Fairbairn in context

Friday, 21 May, 2004
Neil Pendock
Is this the übershow?
Wine shows are on a roll. The reasons for this are not hard to find: producers are desperate to raise their product profiles in an oversupplied market while consumers rely on show medals to choose a decent bottle from a field of over 4000 local labels and an increasing number of imports.

Each wine show strives for a unique selling point to differentiate it from the rest of the pack: Veritas is the largest, the Classic Wine Trophy Show looks for wines with aging potential and uses exclusively foreign judges while the Juliet Cullinan Wine Masters Awards rely on a panel of female Cape Wine Masters. The Swiss International Wine Awards use commercial wine buyers as judges while the Fairbairn Capital Trophy Wine Show, now in its third year, has a couple of USPs: winning wines are taken on a national road show and are written up in a guide called Icons and this year, for the first time, wines were entered for judging directly by the organizers in addition to those submitted by the producers.

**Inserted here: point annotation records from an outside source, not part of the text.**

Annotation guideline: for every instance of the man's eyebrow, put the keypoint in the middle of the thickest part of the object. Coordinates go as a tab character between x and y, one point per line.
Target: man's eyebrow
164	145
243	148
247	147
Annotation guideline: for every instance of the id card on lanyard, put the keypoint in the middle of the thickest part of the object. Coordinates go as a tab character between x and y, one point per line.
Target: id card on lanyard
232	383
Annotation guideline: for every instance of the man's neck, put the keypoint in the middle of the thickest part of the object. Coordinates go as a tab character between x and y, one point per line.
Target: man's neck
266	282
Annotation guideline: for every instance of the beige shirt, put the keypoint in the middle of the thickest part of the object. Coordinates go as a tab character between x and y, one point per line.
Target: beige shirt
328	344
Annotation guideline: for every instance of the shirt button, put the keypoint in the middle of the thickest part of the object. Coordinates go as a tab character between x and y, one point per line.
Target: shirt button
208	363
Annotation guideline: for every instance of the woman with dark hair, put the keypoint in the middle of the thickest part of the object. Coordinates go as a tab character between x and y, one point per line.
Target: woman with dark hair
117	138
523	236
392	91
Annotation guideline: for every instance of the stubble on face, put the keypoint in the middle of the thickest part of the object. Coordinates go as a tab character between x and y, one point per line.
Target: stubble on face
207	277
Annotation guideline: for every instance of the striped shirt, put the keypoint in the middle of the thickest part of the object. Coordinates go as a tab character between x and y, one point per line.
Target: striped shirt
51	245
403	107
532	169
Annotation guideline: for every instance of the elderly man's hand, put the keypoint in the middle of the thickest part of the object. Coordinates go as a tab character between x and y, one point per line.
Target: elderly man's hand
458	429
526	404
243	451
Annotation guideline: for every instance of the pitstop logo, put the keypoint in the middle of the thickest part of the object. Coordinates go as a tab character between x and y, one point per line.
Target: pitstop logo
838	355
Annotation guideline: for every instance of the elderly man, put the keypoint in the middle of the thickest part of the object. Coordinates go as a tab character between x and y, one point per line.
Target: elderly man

Show chairman Michael Fridjhon gives the reasons for conscription of entries as an attempt to make the show as broadly-based as possible, to see just how well highly rated wines do in a competitive environment (as he puts it, not entirely jokingly, ‘you can run but you can’t hide’) and an attempt to avoid rewarding show cuvées, special bottlings made specifically for wine shows. In fact his arguments are so persuasive, perhaps all entries should be sourced this way.

As a Fairbairn judge since its inception, the show’s strongest points for me are an opportunity to taste with wine celebrities of the caliber of Michel Bettane, Brian Croser and Tim Atkin and a week of pure hedonism at the hands of Frank Zlomke, chef at the Grande Roche and the main reason behind the description of the show venue as ‘the best billet in the Winelands’ by one of last year’s judges, Jancis Robinson.

Weak points are the timing: a show held in May is too soon for fragrant white varieties like Sauvignon Blanc and too late for wines from the previous vintage and the requirement to taste large classes in a single day is less than ideal. My most taxing tasting was a line up of 122 Chardonnays, but things could have been worse – Brian Croser had to wrestle with 147 Shirazes – double 2003’s entries.

Last year’s highlights were Bordeaux blends and Merlots while this year the former disappointed with most wines from the 2001 vintage that had initially been given great expectations, now closed and extremely tannic. With around 1/4 of Bordeaux blend entries riddled with Brettanomyces, there is clearly much room for technical improvements in the cellars. Just when winemakers thought it was safe to go back into the show circus with riper wines from virus free vines, along comes a rogue yeast to upset the taste buds.

This year’s surprise categories were Shiraz and Pinotage with praise for the latter from an unlikely source: Michel Bettane, editor of the Revue du Vins de France called the Pinotages ‘easier to taste and assess than the Cabernets and far more easy to drink’ and described the varietal as ‘very complex’ with a dozen or so wines ‘very interesting.’

Croser detected ‘a whole spectrum of (Shiraz) styles from leather and licorice to cassis and blackcurrant put together in different ways to Australian and Rhône examples allowing for a unique SA style’ which accords well with his rejection of ‘national obsession wines’ like Super Chenins and the controversial Cape Blend in favour of broad spectrum of styles, thereby sidestepping the pitfall Australia currently finds itself in: purveyors of Sunshine in a Bottle whites and monster Shirazes.